In the modern era, where and when does gin appear in Europe?

In Holland, in the seventeenth century. At that time it was the perfect country for the spread of gin: there was a new type of bourgeoisie that had the possibility of emancipating and enriching itself, a liberal policy, the presence of the East India Company. Even in art you can notice this Dutch vocation: take the paintings of their great painters of the time, they are often rooms illuminated by a window through which sunlight passes. Inside the room, scenes of daily life usually take place. There is almost always a table with something to drink on it!


How does the story of gin continue?

From Holland, gin arrived in England. The massive diffusion occurred when William of Orange, a Dutch nobleman, ascended the throne of England by marrying Mary II Stuart in 1689. Obviously he brought the genever with him! Shortly afterwards he banned the importation of foreign spirits (it was a time of conflict between England and France, and the import block affected the spread of cognac in England, ed.). From then on, the Crown's grain surpluses were used to distill gin. Many distilleries were born. Gin began to cost less than beer and the population began to use it excessively.


What happened next?

There was a sort of war with the beer lobby. Just look at the famous print showing Gin Lane as a place of perdition and ruin and Beer Street as an idyllic place where people are happy. Then in the eighteenth century there were the Gin Acts, real restrictive laws, a kind of prohibitionism. Gin cost more again. The social situation improved and the first places used for consumption, the public houses, were also born. Later, at the beginning of the nineteenth century, the first Gin Palaces were born, precursors of today's bars. There the gin differs. It was consumed with cordials, or with ginger biscuits: if we think of today's Moscow Mule, we understand that the combination of gin and ginger comes from afar! Old Tom was also drunk, a sweeter gin, prepared with various spices, for example liquorice.

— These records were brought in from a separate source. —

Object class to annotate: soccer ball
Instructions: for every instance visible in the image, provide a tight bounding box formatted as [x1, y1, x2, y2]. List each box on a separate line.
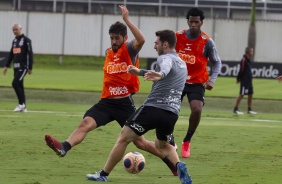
[123, 152, 145, 174]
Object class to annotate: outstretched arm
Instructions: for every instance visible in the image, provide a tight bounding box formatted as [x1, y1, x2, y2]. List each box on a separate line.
[119, 5, 145, 50]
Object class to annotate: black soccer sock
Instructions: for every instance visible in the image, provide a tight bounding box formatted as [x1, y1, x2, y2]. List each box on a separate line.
[183, 129, 195, 142]
[62, 141, 71, 152]
[100, 170, 109, 176]
[162, 157, 176, 172]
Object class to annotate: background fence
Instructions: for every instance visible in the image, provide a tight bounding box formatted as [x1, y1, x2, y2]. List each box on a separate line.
[0, 11, 282, 63]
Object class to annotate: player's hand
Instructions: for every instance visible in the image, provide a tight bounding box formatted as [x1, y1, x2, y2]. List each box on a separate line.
[144, 71, 162, 81]
[3, 67, 8, 75]
[119, 5, 129, 20]
[204, 81, 213, 90]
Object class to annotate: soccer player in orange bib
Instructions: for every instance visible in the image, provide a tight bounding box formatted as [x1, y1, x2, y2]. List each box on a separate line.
[45, 5, 177, 176]
[170, 7, 221, 158]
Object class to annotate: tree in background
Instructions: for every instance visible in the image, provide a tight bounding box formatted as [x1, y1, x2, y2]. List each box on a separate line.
[248, 0, 256, 59]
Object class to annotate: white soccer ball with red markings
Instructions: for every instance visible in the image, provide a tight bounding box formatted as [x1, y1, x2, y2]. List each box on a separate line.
[123, 152, 145, 174]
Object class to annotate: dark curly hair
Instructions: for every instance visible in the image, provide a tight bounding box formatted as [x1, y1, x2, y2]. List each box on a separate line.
[109, 21, 127, 37]
[186, 7, 205, 21]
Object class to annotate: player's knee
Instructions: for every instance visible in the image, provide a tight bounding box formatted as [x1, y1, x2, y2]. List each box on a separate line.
[12, 80, 19, 88]
[78, 118, 97, 132]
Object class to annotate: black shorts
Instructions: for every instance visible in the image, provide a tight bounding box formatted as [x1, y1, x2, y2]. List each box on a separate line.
[181, 83, 205, 103]
[239, 84, 254, 95]
[125, 106, 178, 141]
[83, 96, 136, 127]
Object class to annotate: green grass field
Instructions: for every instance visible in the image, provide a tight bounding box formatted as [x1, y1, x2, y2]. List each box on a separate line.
[0, 56, 282, 184]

How does gin differ today?

Today there are three types. Normal gin is prepared by infusing botanicals in alcohol, then filtered. Distilled Gin instead sees the distillation of the botanicals, which is done separately; Flavorings can then be added. Finally the London Dry, which is the most complicated because all the botanicals must be distilled together and then only alcohol and water can be added. Taste, therefore, cannot be corrected with subsequent interventions.


What are the considerations you can make about gin nowadays?

After a long competition with vodka, today gin has broken even: they are the two most popular spirits. Gin remains an ever-evolving category, there is always the presence of juniper but the other botanicals present in every gin make the difference, all types are produced.


Can you leave us the recipe for a gin-based cocktail?

Certainly, a very simple one, that of French 75. My version is a little different from the official one, I prepare it with different quantities.

Here is the recipe:

5 cl of gin

3 cl of lemon juice

2 cl of sugar syrup

6 cl of champagne


It's not difficult to make at home too, you can have fun preparing it too!